El recinto ferial de Olot, que abría sus puertas a las 8 de la mañana, volvió a congregar y a servir como escenario para la celebración del santo patrón de los conductores por quinto año consecutivo. A la cita acudieron, una vez más, el centenar de vehículos para disfrutar de una jornada 100 % camionera.
Concursos, sorteos, pruebas de habilidad y destreza, así como la buena armonía al ritmo de los timbales de la agrupación juvenil Dumdumdum.net, que repitieron por segundo año consecutivo, y que
marcaron toda una mañana repleta de emociones y buen rollo en torno al sector del transporte por carretera y sus principales activos, los camioneros y sus camiones.
Mientras llegaban camiones que se aglutinaban de grandes, medianas y pequeñas empresas de transporte, autónomos, clásicos, decorados y demás, se preparaba un copioso almuerzo para los participantes, en el interior del pabellón, a salvo del propio sol de justicia que calienta la región durante el mes de julio, así como una zona infantil con hinchables y miniciclos para el disfrute de los más pequeños.
En el interior también, la extensa exposición de maquetas con la destacada presencia de Ramón Fernández, más conocido en las redes sociales como Pepe Pótamo y sus Miniaturas del Transporte, exponía sus últimas obras a escala. Junto a él, el amplio circuito de radiocontrol de RC Colomers,
quienes agotaron las baterías de sus vehículos de obra y transporte especial, para el deleite de los asistentes al certamen.

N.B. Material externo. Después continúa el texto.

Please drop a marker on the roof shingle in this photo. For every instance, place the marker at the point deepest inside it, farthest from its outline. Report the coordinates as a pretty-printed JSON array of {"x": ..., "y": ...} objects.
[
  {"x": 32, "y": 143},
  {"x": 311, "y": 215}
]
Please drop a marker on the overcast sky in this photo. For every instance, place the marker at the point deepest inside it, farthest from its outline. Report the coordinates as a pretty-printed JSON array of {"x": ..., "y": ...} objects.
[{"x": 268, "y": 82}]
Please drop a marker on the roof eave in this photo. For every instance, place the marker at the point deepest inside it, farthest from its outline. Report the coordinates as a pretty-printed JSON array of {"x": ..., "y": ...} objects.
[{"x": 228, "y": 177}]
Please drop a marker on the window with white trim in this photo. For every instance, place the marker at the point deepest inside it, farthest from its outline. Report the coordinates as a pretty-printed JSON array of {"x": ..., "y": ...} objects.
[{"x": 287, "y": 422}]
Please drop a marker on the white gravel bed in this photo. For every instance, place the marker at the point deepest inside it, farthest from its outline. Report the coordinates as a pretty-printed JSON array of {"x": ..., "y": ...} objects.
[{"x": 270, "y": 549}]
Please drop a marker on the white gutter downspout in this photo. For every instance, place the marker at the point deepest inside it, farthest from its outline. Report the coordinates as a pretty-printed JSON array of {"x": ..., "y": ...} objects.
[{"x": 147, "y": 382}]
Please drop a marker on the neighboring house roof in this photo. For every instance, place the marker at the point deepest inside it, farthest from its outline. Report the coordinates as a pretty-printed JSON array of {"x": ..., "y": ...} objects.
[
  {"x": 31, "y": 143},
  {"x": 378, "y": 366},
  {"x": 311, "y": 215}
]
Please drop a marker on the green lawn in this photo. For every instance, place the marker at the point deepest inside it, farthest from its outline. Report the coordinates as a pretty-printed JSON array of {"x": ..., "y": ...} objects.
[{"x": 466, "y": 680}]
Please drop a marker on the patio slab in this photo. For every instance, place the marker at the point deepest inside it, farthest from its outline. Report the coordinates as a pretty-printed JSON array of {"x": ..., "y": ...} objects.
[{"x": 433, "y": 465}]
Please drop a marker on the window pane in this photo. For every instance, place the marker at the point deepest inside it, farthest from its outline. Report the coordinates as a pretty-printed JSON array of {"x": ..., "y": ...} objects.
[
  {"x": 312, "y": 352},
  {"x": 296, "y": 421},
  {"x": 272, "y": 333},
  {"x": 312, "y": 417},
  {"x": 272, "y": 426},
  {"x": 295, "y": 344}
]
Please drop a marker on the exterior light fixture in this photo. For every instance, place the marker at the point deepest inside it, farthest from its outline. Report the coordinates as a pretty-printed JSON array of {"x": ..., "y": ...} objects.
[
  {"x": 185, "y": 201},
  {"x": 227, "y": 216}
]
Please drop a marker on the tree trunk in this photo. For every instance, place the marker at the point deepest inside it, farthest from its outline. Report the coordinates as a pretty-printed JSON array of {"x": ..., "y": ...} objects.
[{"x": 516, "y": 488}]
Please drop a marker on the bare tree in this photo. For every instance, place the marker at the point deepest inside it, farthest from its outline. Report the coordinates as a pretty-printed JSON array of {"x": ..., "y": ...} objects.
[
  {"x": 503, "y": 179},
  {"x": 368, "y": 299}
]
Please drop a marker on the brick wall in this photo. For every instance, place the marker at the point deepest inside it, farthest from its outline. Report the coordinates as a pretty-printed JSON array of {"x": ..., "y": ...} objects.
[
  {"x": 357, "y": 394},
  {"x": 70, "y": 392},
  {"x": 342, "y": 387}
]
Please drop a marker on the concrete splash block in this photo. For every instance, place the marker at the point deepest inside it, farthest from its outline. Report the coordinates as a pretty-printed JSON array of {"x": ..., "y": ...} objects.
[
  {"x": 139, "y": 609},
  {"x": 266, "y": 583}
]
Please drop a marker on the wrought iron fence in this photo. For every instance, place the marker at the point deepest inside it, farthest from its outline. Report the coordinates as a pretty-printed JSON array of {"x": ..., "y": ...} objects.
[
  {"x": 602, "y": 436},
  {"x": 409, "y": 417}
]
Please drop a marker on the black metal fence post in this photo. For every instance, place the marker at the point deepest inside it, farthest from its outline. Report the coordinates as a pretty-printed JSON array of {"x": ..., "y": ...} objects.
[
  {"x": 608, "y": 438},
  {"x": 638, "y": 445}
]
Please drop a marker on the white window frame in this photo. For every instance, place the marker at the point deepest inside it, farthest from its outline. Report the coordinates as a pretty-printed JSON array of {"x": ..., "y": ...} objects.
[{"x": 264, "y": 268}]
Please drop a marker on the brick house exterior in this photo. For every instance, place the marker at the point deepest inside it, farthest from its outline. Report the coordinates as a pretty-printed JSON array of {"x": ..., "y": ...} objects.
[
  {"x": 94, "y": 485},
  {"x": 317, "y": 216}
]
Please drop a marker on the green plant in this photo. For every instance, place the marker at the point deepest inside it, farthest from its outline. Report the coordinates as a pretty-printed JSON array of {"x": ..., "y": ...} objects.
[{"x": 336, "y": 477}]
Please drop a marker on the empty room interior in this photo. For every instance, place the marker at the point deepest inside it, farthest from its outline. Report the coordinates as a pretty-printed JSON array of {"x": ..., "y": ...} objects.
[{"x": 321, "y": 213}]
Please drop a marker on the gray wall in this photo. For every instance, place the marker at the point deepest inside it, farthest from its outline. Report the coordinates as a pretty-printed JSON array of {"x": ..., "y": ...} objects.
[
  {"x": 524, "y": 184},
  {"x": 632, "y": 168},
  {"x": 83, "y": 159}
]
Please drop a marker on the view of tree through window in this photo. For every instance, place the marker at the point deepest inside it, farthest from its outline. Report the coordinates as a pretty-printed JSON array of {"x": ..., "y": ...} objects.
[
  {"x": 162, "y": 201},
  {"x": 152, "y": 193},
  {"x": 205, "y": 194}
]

Como novedad este año, con la colaboración de Pnewbox Banyoles, se organizó una de las pruebas de habilidad y destreza que sin duda más espectadores congregó. Una competición en la que participaron niños y niñas, adultos, e incluso en la que una entusiasta veterana quiso medirse. Los pequeños debían hacer rodar neumáticos en un circuito de ida y vuelta por los conos y cruzar la línea de meta antes que el rival.
En el apartado de adultos, y en función de su osadía, se realizaron dos categorías, pues hubo dos tamaños de neumáticos, debían voltearlos y cruzar la línea de meta en primer lugar. Gritos de ánimo a los participantes y alguna que otra risa caracterizaron esta nueva prueba que seguro que se reafirma como una de las clásicas pruebas de esta veraniega convocatoria, como son el concurso de bocinas y de motores, en el que el rugir de los V8, casi siempre, se reparten el mayor número de porciones del pastel.
Tras una mañana de lo más ajetreada, los camioneros suben a sus camiones para recibir las bendiciones y poner rumbo al desfile por las calles de Olot, para después compartir mesa en la mejor de las
compañías, amigos, colegas de profesión y familia, disfrutando de una larga sobremesa en la que los problemas del día a día se apartan por unas horas y solo quedan anécdotas y experiencias de la profesión que les une.
Para finalizar la jornada, sobre las ocho de la tarde, una exhibición nocturna en la plaza Clarà pone el punto y final a una jornada de excepción que Team Trucks Olot hace posible gracias a su perseverancia y dedicación. Estamos seguros de que ya trabaja para incluir más novedades el próximo año para que los asistentes disfruten todavía más, si cabe.